Isu Terkini

Kasus Brigjen Prasetijo Terbitkan ‘Surat Sakti’ Djoko Tjandra Tampar Wajah Kepolisian

Ramadhan — Asumsi.co

featured image

Sosok Brigadir Jenderal (Pol) Prasetijo Utomo jadi sorotan luas setelah menerbitkan surat jalan untuk terpidana kasus pengalihan hak tagih atau cessie Bank Bali yang saat ini masih buron, untuk Joko Soegiarto Tjandra alias Djoko Tjandra. Tindakan Prasetijo tersebut dinilai menampar wajah kepolisian.

Perlu diketahui, surat jalan tersebut dikeluarkan Prasetijo saat menjabat sebagai Kepala Biro Koordinasi dan Pengawasan PPNS Bareskrim Polri. Tindakan tersebut akhirnya membuat sosok pejabat di Bareskrim itu akhirnya dicopot dari jabatannya untuk keperluan pemeriksaan lebih lanjut.

Bahkan, sejak Rabu (15/7/20), Prasetijo ditahan oleh Divisi Profesi dan Pengamanan (Propam) Polri di sebuah ruangan khusus selama 14 hari berikutnya untuk kepentingan pemeriksaan. Selama masa pemeriksaan, Prasetijo dimutasi ke Pelayanan Markas (Yanma) Polri.

Awalnya, surat jalan untuk Djoko Tjandra tersebut diungkap oleh Koordinator Masyarakat Anti-Korupsi Indonesia (MAKI) Boyamin Saiman. Surat itu pun dilaporkan oleh Boyamin ke Ombudsman RI pada Senin siang dan ke Komisi III DPR RI pada Selasa (14/7).

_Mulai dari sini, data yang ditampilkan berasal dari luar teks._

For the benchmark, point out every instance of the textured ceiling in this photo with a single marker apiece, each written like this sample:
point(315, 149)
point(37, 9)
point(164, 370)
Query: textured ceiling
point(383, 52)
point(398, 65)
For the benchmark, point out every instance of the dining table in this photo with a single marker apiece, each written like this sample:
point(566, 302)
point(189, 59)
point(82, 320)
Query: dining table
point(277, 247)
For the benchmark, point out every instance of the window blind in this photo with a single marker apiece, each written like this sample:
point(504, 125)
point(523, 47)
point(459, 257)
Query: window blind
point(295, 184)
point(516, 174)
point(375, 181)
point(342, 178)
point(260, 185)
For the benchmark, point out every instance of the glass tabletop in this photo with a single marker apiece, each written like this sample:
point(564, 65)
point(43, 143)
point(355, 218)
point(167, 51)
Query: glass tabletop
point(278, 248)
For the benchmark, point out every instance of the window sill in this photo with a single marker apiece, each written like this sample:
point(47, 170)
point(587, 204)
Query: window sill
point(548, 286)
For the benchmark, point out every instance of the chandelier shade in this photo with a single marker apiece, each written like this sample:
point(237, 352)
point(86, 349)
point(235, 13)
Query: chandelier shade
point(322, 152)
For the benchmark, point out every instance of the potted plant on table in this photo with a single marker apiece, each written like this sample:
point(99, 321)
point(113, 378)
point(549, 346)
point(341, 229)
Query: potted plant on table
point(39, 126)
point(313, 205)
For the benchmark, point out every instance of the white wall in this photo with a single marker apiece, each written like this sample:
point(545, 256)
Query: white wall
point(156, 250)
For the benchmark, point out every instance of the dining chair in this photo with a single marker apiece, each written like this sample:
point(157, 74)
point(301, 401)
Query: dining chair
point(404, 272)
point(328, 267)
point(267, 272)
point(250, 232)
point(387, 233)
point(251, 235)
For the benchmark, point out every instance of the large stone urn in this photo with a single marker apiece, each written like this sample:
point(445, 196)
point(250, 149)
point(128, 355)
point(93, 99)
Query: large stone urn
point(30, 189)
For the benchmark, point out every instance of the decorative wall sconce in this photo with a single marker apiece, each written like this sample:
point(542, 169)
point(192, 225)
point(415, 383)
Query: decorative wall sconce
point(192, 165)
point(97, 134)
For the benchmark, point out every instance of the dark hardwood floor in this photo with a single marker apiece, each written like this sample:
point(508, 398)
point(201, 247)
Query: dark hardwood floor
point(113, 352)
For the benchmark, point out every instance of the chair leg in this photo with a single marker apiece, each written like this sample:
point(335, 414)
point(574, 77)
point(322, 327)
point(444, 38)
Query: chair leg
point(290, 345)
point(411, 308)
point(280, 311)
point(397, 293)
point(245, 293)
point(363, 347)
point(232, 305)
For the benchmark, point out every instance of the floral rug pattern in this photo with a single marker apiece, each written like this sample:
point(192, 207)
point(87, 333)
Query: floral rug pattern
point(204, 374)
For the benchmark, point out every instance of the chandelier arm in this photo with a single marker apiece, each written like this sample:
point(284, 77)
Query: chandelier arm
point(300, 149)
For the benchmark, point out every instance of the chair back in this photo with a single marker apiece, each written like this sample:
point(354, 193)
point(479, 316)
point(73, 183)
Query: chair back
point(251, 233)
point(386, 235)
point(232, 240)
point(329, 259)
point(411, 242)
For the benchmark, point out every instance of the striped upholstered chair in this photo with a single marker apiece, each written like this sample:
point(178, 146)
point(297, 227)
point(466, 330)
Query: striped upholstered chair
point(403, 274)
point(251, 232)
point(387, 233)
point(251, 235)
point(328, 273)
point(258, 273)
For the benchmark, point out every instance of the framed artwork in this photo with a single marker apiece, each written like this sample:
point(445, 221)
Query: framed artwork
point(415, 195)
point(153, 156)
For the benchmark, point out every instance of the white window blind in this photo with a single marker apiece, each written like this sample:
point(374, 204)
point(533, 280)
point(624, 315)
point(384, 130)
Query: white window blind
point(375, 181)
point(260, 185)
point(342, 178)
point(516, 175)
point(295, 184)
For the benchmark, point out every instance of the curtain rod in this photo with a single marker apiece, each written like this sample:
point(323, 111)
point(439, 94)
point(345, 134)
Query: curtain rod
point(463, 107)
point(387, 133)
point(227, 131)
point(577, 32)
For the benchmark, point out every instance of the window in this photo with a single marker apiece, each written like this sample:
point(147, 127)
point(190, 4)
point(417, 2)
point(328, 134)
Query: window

Baca Juga: Kapolri Copot Brigjen Prasetyo Utomo, Pembuat Surat Jalan Buronan Djoko Tjandra

Lalu pada Rabu (15/7) keesokan harinya, Ketua Presidium Indonesia Police Watch (IPW) Neta S Pane gantian mengungkap fakta bahwa surat jalan tersebut dikeluarkan oleh Bareskrim Polri melalui Biro Koordinasi dan Pengawasan PPNS. Dari data yang diperoleh IPW, surat bernomor SJ/82/VI/2020/Rokorwas tertanggal 18 Juni 2020 itu ditandatangani oleh Kepala Biro Koordinasi dan Pengawasan PPNS Bareskrim Polri Brigjen (Pol) Prasetijo Utomo.

Dalam dokumen surat jalan yang ditunjukkan Neta, tertulis jabatan Joko Soegiarto Tjandra sebagai konsultan. Joko Tjandra disebut melakukan perjalanan dari Jakarta ke Pontianak dengan pesawat terbang untuk keperluan konsultasi dan koordinasi. Tertulis pula bahwa Joko Tjandra berangkat pada 19 Juni 2020 dan kembali pada 22 Juni 2020.

Akhirnya Polri pun mengakui bahwa surat itu diterbitkan oleh salah satu pejabatnya dan berujung pada pencopotan Prasetijo dari jabatannya. Berdasarkan hasil pemeriksaan sementara, Prasetijo disebutkan menerbitkan surat jalan tersebut atas inisiatif sendiri dan telah melampaui kewenangannya.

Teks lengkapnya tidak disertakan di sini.